Enquanto você passava mal do estômago, ofendido por tantas grosserias recentes, eu resolvi que era hora me satisfazer com pornografia. E enquanto você passava mal, eu fui rude com você e te disse que queria ir embora, de madrugada mesmo, sem me importar como é que você, o homem que sempre me ajudou, iria ficar. Eu ri na sua cara. E você vomitando. Você pediu ajuda para mim e o que eu fiz? Eu fui dormir... Porque eu queria mais que você se ferrasse... Eu te odiava e não me importava mais com você. Que você morresse, quem sabe, para me deixar livre?

Como foi escutar do meu amante que seu casamento, aquele que você lutou por mim... que me deu um lar, um abrigo, que melhorou minha condição financeira, que dispensou carinho... Como se sentiu quando ele te disse que o nosso casamento tinha acabado?
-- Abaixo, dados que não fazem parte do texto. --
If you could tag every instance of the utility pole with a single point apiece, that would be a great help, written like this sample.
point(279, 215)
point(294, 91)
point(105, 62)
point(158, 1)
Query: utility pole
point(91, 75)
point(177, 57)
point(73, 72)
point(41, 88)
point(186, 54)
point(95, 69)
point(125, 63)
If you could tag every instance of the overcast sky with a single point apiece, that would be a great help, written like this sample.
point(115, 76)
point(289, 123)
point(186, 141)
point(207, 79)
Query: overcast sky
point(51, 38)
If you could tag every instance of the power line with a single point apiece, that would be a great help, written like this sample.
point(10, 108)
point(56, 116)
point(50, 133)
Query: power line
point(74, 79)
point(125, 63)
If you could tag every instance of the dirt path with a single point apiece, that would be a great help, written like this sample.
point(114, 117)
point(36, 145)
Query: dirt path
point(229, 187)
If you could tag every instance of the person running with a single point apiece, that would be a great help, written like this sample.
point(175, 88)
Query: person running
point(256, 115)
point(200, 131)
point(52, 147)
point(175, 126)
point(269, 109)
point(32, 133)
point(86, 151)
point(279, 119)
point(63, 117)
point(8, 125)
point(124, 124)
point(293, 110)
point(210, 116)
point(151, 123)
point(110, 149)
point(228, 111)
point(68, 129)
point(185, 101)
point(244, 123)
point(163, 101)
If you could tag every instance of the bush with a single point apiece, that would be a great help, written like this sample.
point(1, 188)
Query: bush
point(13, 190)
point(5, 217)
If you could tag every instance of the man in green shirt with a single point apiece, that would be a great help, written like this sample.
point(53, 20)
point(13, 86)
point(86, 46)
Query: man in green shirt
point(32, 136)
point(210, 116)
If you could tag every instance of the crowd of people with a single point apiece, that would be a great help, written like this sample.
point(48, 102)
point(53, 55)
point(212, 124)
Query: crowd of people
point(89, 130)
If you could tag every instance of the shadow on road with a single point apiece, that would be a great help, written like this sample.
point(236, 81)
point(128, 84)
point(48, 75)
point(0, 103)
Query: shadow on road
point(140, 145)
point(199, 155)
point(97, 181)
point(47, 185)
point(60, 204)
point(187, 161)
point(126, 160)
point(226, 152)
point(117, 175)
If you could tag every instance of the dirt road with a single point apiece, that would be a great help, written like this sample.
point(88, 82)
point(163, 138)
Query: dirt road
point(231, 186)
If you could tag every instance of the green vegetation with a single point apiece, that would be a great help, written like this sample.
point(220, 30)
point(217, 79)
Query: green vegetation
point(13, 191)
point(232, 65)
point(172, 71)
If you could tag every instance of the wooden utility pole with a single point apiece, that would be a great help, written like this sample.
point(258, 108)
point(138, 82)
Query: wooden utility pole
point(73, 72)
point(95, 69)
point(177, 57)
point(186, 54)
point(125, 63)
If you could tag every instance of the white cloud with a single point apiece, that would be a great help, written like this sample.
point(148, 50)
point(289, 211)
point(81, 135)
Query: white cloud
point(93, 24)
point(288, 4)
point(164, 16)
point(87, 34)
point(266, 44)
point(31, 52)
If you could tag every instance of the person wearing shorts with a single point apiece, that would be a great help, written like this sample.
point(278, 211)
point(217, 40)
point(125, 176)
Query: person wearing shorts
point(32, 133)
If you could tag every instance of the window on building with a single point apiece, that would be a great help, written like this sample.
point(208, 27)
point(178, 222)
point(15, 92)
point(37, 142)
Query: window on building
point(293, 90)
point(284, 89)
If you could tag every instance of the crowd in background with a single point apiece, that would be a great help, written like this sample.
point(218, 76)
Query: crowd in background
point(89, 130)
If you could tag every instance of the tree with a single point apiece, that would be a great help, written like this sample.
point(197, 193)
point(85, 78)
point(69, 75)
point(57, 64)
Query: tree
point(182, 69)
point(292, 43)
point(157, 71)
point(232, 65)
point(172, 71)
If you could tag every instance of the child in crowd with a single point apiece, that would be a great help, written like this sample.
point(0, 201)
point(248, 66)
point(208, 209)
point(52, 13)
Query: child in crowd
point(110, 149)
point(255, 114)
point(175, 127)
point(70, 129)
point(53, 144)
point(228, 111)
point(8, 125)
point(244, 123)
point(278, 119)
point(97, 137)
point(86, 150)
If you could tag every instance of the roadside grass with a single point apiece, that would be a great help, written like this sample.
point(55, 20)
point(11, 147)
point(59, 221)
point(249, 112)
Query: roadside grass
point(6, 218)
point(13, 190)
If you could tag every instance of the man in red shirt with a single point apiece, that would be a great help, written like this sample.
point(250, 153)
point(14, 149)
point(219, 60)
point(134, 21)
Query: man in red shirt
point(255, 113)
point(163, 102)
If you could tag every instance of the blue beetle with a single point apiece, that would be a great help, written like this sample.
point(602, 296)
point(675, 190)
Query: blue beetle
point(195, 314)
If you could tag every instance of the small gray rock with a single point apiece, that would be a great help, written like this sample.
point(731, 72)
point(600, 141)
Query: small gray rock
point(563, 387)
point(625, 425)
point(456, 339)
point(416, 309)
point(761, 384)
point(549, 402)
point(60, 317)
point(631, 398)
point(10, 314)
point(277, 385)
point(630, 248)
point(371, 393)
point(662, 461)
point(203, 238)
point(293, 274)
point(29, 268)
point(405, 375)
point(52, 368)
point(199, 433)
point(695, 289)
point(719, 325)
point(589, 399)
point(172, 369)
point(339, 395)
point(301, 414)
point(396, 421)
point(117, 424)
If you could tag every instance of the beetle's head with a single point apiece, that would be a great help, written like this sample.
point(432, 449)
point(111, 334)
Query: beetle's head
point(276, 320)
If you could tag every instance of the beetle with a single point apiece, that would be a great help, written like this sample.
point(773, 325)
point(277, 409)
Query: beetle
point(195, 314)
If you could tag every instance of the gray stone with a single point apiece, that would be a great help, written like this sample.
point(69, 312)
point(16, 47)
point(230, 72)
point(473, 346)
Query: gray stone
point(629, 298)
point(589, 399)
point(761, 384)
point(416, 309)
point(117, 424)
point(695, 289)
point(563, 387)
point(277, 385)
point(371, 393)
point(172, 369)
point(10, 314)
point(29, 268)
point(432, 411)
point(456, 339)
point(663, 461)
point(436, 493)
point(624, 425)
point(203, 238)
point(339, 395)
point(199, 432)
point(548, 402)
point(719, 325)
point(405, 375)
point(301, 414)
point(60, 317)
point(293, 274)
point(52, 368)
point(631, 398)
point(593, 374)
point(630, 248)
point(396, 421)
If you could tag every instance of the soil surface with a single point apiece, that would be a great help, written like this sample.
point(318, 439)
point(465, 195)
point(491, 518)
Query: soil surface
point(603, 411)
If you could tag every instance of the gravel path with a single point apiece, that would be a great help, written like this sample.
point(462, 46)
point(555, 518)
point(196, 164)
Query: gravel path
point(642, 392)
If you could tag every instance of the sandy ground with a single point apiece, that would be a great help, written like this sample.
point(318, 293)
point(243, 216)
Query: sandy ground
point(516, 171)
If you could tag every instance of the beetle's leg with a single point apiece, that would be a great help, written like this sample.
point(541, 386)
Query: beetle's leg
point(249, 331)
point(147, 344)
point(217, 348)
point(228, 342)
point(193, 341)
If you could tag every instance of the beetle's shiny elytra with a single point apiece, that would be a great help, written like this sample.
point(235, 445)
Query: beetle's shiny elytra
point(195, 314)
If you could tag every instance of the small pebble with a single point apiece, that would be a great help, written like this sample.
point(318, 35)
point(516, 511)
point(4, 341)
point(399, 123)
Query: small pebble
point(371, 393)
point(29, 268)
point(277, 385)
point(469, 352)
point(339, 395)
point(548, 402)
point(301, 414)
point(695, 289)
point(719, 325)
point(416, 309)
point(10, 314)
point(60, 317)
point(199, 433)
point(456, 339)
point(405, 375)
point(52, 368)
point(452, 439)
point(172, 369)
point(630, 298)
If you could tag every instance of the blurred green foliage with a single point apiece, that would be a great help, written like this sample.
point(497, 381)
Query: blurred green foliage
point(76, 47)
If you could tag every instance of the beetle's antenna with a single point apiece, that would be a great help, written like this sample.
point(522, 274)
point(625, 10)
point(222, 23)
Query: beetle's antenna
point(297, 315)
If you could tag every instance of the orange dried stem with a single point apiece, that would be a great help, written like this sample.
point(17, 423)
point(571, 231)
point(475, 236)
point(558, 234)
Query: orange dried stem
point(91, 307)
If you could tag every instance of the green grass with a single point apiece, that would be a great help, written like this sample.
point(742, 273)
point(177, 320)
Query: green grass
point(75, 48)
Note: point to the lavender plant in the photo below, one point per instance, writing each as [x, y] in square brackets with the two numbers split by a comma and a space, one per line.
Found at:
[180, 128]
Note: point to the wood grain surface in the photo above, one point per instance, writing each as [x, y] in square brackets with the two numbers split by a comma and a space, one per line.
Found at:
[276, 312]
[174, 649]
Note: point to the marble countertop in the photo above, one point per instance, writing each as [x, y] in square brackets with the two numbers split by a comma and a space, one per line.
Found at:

Que você tinha que entender isso e ser feliz e me deixar livre para ele me comer... Ele me tratar. Ele me afundar.

E quando eu digo que enjoei de você... Que não sinto mais nada pelo seu corpo e contato... Que eu não sei o que é amor e não sei o que sinto por você... Como você se sente, depois de tudo o que fez por mim?

Se você tivesse feito esse exercício, de se imaginar antes, no meu lugar... Você teria visto a merda que estava fazendo comigo. E o quanto dói.

quinta-feira, 15 de fevereiro de 2018

Já com muita saudade...

Quase 19:30.

Só quero que saiba Leonardo que eu amei você. Amei você com todos os seus dilemas e dificuldades, com toda sua pobreza material, com todos os seus defeitos físicos... Com seus pais problemáticos, sem diplomas ou carro do ano... Eu amei você menino, pelo o que você era para mim, pela mão que você me deu para caminhar de pé... Pela comida que a gente compartilhou... Pelo banco da praça.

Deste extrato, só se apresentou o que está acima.